The other Marvel innovation was to have its heroes live in the real world rather than in Metropolis or Gotham City, and there's a genuine feel here for the modest working-class neighbourhood where Peter grows up as well as for the dazzle of Manhattan where he moves after graduation. Jameson's Daily Bugle is published out of the Flatiron Building, Spider-Man perches on one of the Chrysler Building's gargoyles and the finale takes place where Peter's child and adult identities intersect: at the 59th Street Bridge. The proliferation of muggers and heist-men rousted by Spider-Man suggests a pre-Giuliani, pre-zero tolerance city. Elsewhere, though, the pruning of a few dated elements from the origin (this spider is genetically engineered rather than radioactive; the web-shooters are organic rather than gadgets) looses the story from the specifics of the early 1960s without too trendily embracing the present day. The World Trade Center isn't seen but neither is its former site; a sense of post-9/11 New York resilience is suggested by a glimpse of the stars and stripes in the final shot.

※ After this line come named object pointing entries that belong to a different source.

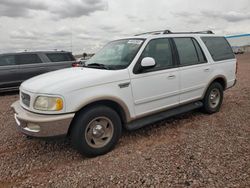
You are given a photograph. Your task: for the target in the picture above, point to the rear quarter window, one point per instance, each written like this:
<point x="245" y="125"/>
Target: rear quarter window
<point x="219" y="48"/>
<point x="60" y="57"/>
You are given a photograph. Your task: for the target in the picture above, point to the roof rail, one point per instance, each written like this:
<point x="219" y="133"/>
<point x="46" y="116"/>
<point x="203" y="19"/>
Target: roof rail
<point x="155" y="32"/>
<point x="170" y="32"/>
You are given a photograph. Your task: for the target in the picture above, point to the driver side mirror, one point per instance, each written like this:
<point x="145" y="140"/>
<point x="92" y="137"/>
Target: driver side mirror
<point x="148" y="62"/>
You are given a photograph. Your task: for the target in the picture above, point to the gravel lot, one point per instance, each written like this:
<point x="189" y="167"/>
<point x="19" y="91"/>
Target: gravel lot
<point x="194" y="149"/>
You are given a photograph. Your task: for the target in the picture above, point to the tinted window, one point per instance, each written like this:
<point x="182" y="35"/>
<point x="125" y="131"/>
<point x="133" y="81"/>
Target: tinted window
<point x="28" y="59"/>
<point x="7" y="60"/>
<point x="160" y="50"/>
<point x="187" y="51"/>
<point x="58" y="57"/>
<point x="218" y="48"/>
<point x="201" y="56"/>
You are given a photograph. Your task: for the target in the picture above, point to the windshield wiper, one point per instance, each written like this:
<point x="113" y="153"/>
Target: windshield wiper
<point x="97" y="65"/>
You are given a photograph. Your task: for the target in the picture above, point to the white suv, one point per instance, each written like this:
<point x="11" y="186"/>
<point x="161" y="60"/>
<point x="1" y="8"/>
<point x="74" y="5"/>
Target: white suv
<point x="130" y="83"/>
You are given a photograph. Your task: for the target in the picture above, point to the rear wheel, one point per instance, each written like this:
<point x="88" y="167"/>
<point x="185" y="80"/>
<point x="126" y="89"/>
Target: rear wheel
<point x="96" y="130"/>
<point x="213" y="98"/>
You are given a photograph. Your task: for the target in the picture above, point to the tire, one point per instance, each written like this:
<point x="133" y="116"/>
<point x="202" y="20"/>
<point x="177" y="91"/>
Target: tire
<point x="211" y="103"/>
<point x="96" y="130"/>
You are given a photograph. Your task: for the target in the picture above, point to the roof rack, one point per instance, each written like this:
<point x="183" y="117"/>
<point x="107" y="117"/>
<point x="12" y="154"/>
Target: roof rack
<point x="170" y="32"/>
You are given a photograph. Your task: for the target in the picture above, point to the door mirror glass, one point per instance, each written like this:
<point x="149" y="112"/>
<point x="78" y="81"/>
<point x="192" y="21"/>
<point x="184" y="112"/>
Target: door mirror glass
<point x="148" y="62"/>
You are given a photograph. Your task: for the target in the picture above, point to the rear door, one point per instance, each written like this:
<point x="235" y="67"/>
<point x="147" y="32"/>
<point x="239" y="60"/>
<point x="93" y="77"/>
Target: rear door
<point x="194" y="69"/>
<point x="8" y="72"/>
<point x="59" y="60"/>
<point x="30" y="65"/>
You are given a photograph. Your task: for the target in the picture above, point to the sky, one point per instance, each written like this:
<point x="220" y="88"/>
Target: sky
<point x="86" y="25"/>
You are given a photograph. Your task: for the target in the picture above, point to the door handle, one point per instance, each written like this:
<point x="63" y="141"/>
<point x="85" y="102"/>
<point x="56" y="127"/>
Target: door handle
<point x="207" y="69"/>
<point x="171" y="76"/>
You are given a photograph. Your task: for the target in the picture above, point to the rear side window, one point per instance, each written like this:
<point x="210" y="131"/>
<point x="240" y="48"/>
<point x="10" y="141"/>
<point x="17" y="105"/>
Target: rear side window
<point x="189" y="51"/>
<point x="7" y="60"/>
<point x="160" y="50"/>
<point x="60" y="57"/>
<point x="219" y="48"/>
<point x="28" y="59"/>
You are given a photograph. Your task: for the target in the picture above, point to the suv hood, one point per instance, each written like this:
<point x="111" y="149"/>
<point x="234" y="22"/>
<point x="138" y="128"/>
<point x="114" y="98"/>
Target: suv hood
<point x="66" y="80"/>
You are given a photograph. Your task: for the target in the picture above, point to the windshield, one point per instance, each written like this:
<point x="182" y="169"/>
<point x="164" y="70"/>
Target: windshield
<point x="117" y="54"/>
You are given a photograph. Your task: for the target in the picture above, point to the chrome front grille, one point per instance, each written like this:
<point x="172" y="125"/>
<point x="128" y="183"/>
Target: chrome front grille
<point x="25" y="99"/>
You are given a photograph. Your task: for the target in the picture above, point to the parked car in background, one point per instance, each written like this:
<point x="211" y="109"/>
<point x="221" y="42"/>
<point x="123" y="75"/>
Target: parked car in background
<point x="18" y="67"/>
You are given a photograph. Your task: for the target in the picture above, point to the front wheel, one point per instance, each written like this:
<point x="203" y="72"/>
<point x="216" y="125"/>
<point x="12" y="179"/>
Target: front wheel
<point x="96" y="130"/>
<point x="213" y="98"/>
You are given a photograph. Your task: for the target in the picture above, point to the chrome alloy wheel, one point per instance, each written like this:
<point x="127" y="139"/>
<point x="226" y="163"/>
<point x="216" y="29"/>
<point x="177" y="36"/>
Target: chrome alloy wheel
<point x="214" y="98"/>
<point x="99" y="132"/>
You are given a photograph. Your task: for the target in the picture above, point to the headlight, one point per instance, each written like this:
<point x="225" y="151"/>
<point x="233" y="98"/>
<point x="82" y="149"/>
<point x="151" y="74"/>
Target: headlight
<point x="48" y="103"/>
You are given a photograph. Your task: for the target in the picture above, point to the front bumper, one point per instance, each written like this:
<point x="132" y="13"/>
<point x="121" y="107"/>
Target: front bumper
<point x="37" y="125"/>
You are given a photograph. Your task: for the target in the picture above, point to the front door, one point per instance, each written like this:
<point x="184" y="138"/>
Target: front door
<point x="156" y="88"/>
<point x="194" y="69"/>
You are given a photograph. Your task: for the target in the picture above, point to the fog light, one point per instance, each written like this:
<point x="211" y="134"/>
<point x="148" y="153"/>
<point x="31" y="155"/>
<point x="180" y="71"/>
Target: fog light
<point x="33" y="127"/>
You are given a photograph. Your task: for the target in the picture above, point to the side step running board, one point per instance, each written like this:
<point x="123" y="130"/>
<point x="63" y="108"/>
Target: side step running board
<point x="136" y="124"/>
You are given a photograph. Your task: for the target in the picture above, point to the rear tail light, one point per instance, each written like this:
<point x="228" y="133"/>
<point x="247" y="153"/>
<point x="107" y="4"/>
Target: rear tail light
<point x="236" y="70"/>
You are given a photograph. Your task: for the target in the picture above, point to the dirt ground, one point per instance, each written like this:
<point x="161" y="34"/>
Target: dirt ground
<point x="192" y="150"/>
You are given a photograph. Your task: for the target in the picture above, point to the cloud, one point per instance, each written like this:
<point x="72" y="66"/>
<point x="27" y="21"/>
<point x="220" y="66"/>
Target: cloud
<point x="231" y="16"/>
<point x="59" y="9"/>
<point x="20" y="8"/>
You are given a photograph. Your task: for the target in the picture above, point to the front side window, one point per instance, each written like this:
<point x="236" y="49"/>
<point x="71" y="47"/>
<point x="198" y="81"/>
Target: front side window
<point x="219" y="48"/>
<point x="28" y="59"/>
<point x="117" y="54"/>
<point x="189" y="51"/>
<point x="6" y="60"/>
<point x="60" y="57"/>
<point x="160" y="50"/>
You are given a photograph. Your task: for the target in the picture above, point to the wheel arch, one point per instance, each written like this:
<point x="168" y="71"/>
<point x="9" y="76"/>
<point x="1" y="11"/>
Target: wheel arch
<point x="220" y="79"/>
<point x="119" y="106"/>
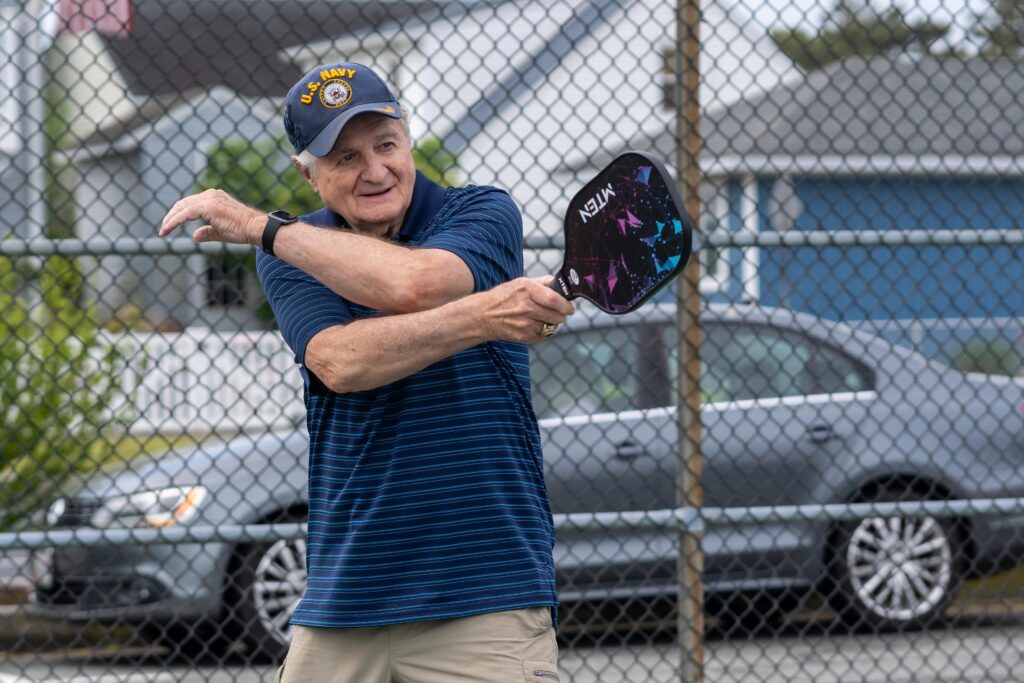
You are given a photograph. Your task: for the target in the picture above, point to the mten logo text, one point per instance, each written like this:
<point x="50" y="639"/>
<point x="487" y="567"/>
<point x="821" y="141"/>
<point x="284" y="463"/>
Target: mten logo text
<point x="596" y="203"/>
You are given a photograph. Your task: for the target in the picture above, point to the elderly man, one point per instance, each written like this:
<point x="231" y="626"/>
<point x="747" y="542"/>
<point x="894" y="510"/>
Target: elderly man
<point x="430" y="535"/>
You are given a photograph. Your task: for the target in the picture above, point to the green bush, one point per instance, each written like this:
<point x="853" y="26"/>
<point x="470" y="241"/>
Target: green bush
<point x="58" y="383"/>
<point x="991" y="356"/>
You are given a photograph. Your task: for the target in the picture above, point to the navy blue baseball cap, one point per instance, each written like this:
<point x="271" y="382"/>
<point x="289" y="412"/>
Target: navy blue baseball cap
<point x="320" y="104"/>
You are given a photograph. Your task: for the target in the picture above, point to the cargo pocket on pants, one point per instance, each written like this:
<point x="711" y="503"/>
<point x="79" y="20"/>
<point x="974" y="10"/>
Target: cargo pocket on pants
<point x="539" y="672"/>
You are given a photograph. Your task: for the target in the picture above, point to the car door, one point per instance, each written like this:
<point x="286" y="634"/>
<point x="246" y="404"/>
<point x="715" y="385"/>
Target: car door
<point x="777" y="408"/>
<point x="601" y="395"/>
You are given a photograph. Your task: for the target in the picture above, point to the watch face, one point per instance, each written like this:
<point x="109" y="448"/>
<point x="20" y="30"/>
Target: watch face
<point x="284" y="216"/>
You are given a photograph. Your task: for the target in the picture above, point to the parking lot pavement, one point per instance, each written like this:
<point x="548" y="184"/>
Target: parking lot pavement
<point x="966" y="652"/>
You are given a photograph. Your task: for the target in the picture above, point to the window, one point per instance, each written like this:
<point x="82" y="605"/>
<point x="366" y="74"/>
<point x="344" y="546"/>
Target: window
<point x="739" y="361"/>
<point x="598" y="371"/>
<point x="837" y="373"/>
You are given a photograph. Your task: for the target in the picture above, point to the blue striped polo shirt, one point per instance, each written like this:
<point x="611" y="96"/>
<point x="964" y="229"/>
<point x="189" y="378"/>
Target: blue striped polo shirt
<point x="426" y="496"/>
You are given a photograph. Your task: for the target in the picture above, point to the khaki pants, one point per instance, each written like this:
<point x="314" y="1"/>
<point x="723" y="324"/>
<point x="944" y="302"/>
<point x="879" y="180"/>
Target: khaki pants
<point x="499" y="647"/>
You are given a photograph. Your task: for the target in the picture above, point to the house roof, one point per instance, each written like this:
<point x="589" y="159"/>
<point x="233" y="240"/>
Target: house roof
<point x="883" y="114"/>
<point x="882" y="105"/>
<point x="177" y="46"/>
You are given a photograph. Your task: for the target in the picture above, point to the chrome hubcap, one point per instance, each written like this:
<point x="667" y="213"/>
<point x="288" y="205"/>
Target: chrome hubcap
<point x="900" y="567"/>
<point x="280" y="583"/>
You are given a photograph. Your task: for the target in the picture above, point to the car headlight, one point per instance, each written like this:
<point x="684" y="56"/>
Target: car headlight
<point x="151" y="508"/>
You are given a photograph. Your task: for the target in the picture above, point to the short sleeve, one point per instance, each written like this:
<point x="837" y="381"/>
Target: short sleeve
<point x="485" y="231"/>
<point x="301" y="304"/>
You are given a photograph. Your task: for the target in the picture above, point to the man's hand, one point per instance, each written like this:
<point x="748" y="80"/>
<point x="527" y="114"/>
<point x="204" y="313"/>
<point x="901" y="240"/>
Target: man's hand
<point x="518" y="309"/>
<point x="227" y="219"/>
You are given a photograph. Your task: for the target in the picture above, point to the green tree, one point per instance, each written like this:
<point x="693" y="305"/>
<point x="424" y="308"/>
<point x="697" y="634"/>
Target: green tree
<point x="855" y="27"/>
<point x="435" y="162"/>
<point x="1001" y="31"/>
<point x="257" y="173"/>
<point x="991" y="356"/>
<point x="58" y="381"/>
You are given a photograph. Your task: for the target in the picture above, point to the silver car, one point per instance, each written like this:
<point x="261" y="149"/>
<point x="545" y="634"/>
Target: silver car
<point x="796" y="411"/>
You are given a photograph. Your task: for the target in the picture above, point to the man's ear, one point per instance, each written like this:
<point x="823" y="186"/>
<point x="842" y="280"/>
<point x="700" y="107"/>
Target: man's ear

Like too many first films in superhero franchises, Spider-Man doesn't quite hold together: the story hits all the emotional beats, but the action too often devolves into the cartoonish contortions of a pair of high-flying opponents, with plot leaps patched over by speech-balloon-style exposition. As with his new-minted hero Darkman, Raimi seems unsure of his central character's powers, and the relationship between hero and villain lacks the masochistic heat that sparks great superhero-supervillain enmities. The obligatory 'temptation' scene, as the Goblin appeals to Spider-Man to join him and take over the city, is played flatly through masks. But Spider-Man is full of deftly handled small moments and characters. There's Kirsten Dunst's unassuming niceness as Mary Jane, and a terrific first kiss as she peels the mask from Spider-Man's mouth while he hangs upside down. Willem Dafoe patents a ghastly cackle, though he makes Osborn a tormented Jekyll- and-Hyde fiend rather than the comic's bullying psycho, and Cliff Robertson as Ben Parker displays a blue-collar dignity in a role that owes a lot to Glenn Ford's Pa Kent. A Thanksgiving dinner in Peter and Harry's New York student apartment promises solidarity among an extended family of lonely people but falls apart when the Goblin personality overwhelms Harry's Dad. And finally there's Rosemary Harris' Aunt May, gently reminding Peter, "You're not Superman."